REVIEW | Simon Pegg is the only sign of life in ‘Search for Happiness’

“Hector and the Search for Happiness” is an uplifting, life-affirming travel comedy in a similar vein to Ben Stiller’s “The Secret Life of Walter Mitty” from last year. Both revolve around men who live tidy but unsatisfying lives and want a little more excitement. 

In “Hector,” Hector (Simon Pegg) is a dissatisfied psychiatrist who feels like he doesn’t have enough life experience to give his clients any real advice on how to be happy, so he embarks on a global journey to find out the meaning of happiness. 

“Hector” is a positive movie, something that’s scarce in the current cinema landscape. It may get you in the mood to travel but for all its globe-trotting, it’s not all that enlightening and it builds to a fairly obvious and simple outcome. In the long run, “Hector,” like “Mitty,” feels outdated and stale, instead of original and lively. 

A problem “Hector” (directed by Peter Chelsom and based on the book by Francois Lelord) faces early on is that Hector’s life — as it is before he goes on his journey — doesn’t seem all that bad. He makes good money, he has time for such hobbies as flying remote-control airplanes and he has a loving, supportive girlfriend Clara (Rosamund Pike). And, yet, he still complains about being unhappy. 

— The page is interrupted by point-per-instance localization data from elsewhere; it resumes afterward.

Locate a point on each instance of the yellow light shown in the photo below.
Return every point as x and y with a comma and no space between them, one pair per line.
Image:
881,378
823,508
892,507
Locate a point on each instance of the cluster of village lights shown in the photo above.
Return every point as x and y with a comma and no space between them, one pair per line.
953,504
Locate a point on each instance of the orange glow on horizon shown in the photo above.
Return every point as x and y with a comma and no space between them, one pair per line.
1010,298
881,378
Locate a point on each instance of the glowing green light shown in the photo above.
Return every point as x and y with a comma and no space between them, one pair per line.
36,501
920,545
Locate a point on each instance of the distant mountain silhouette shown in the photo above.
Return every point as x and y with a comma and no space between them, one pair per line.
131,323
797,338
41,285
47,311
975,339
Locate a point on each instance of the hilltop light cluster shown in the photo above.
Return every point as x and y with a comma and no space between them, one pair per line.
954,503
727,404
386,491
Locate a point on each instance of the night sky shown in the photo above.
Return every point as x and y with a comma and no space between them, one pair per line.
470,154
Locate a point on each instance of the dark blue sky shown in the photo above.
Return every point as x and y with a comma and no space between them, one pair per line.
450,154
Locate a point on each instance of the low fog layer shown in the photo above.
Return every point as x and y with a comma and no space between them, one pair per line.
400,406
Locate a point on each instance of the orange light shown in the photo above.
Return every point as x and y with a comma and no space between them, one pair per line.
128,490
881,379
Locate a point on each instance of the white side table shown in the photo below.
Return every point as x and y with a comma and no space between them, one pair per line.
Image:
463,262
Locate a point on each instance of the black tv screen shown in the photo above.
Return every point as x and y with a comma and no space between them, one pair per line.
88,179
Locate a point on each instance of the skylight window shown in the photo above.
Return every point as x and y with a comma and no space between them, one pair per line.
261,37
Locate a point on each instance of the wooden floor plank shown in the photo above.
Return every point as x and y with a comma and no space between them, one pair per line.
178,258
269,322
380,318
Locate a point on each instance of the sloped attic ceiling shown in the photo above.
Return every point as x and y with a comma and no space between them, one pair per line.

So when he goes gallivanting off to China, Africa and, finally, Los Angeles — to meet up with an old flame, played by Toni Collette — it feels like a selfish act. Also, tonally, the film doesn’t seem to know what it wants to do. Sometimes, it plays like a wacky travel comedy, while, at other times, it plays like a sappy, heavy-handed light drama about self-discovery. The scenes featuring Hector interviewing various people along his journey, asking them to define happiness, begin to feel preachy, tedious and repetitive. 

Not only that, the movie inserts peculiar bursts of intense drama, as when Hector is taken hostage by rebels in Africa. This appears to be the only serious conflict in the entire movie, and yet, Chelsom treats it like it’s no big deal — through a stroke of luck, Hector is released and he continues traveling. 

What’s most frustrating about the movie is that, for all the traveling Hector does and all he learns about happiness, it ends on a rather trite and underwhelming note. 

Fortunately, the movie has Pegg, who’s in top form as always. The 44-year-old English actor plays the benevolent, “head in the clouds” kind of guy with ease, and his Hector is certainly a more engaging protagonist than Stiller’s mopey, timid Walter in “Mitty.” Pegg is the only thing that gives “Hector” any kind of life: Without him it would be nearly unwatchable.